Book Review: THE EYRE AFFAIR by Jasper Fforde

Title in yellow on green next to car bursting through
Genre: Fantasy, humour
Age Range: Adult
Star Rating: 3.5 stars
Series: yes - first book


Book cover for THE EYRE AFFAIR: title in yellow above a car bursting through a pastoral scene

Great Britain circa 1985: time travel is routine, cloning is a reality (dodos are the resurrected pet of choice), and literature is taken very, very seriously. Baconians are trying to convince the world that Francis Bacon really wrote Shakespeare, there are riots between the Surrealists and Impressionists, and thousands of men are named John Milton, an homage to the real Milton and a very confusing situation for the police. Amidst all this, Acheron Hades, Third Most Wanted Man In the World, steals the original manuscript of Martin Chuzzlewit and kills a minor character, who then disappears from every volume of the novel ever printed! But that’s just a prelude . . .

Hades’ real target is the beloved Jane Eyre, and it’s not long before he plucks her from the pages of Bronte’s novel. Enter Thursday Next. She’s the Special Operative’s renowned literary detective, and she drives a Porsche. With the help of her uncle Mycroft’s Prose Portal, Thursday enters the novel to rescue Jane Eyre from this heinous act of literary homicide. It’s tricky business, all these interlopers running about Thornfield, and deceptions run rampant as their paths cross with Jane, Rochester, and Miss Fairfax. Can Thursday save Jane Eyre and Bronte’s masterpiece? And what of the Crimean War? Will it ever end? And what about those annoying black holes that pop up now and again, sucking things into time-space voids . . .

Synopsis taken from Goodreads.

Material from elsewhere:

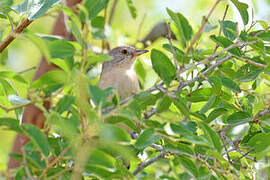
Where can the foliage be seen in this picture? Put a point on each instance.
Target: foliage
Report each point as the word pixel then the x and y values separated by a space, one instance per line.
pixel 205 117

Add to your shelves here.


This is a book for lovers of JANE EYRE, and THE HITCHHIKER’S GUIDE TO THE GALAXY. It had the same sort of humour and is just riffing off JANE EYRE the whole way. Given I struggled with HITCHHIKER’S, and JANE EYRE was a book I was forced to read at school (and thus ruined all hope of me liking it), I was not the ideal audience.

I think this book is just not my type of humour, as I found it bizarre rather than funny. The world is very off kilter, with the Crimean war going on and Dodos coming back. The SpecOps teams all not knowing much about each other led to some fun reveals about what they did – and how casually everyone took the idea of an anti-Vamp team.

Given copyright laws, all the book referenced are classics, which is beyond my reading tastes – except for the Shakespeare. I did love all the controversy over who really wrote Shakespeare, with rumours of it getting violent at times. The Baconians believe it was Sir Francis Bacon, but were presented like they were that world’s cult, knocking on doors and “preaching” their message. Plus the idea of an audience-acted Richard III was something I’d want to be part of, because it sounds like such fun (though I’d want a minor role/be part of the fight as I’m self-conscious and cannot act!)

The synopsis is a tad misleading about how important Jane Eyre is. The whole “let’s go after Jane Eyre” doesn’t happen until the second half of the book – if not final third. It added some anticipation to “when will this come up”. It was interesting to see the differences between literature in the two worlds – prompting me to ask my sister what she remembered of the book as I wasn’t sure if it was THE EYRE AFFAIR or my memory that was wrong! Seeing the book play out with Thursday chasing a criminal through the background was probably my favourite part of it.

It was definitely an entertaining book, but I’m not in a big rush to go and read the next instalment. I can see why people love it, but it’s just not my humour.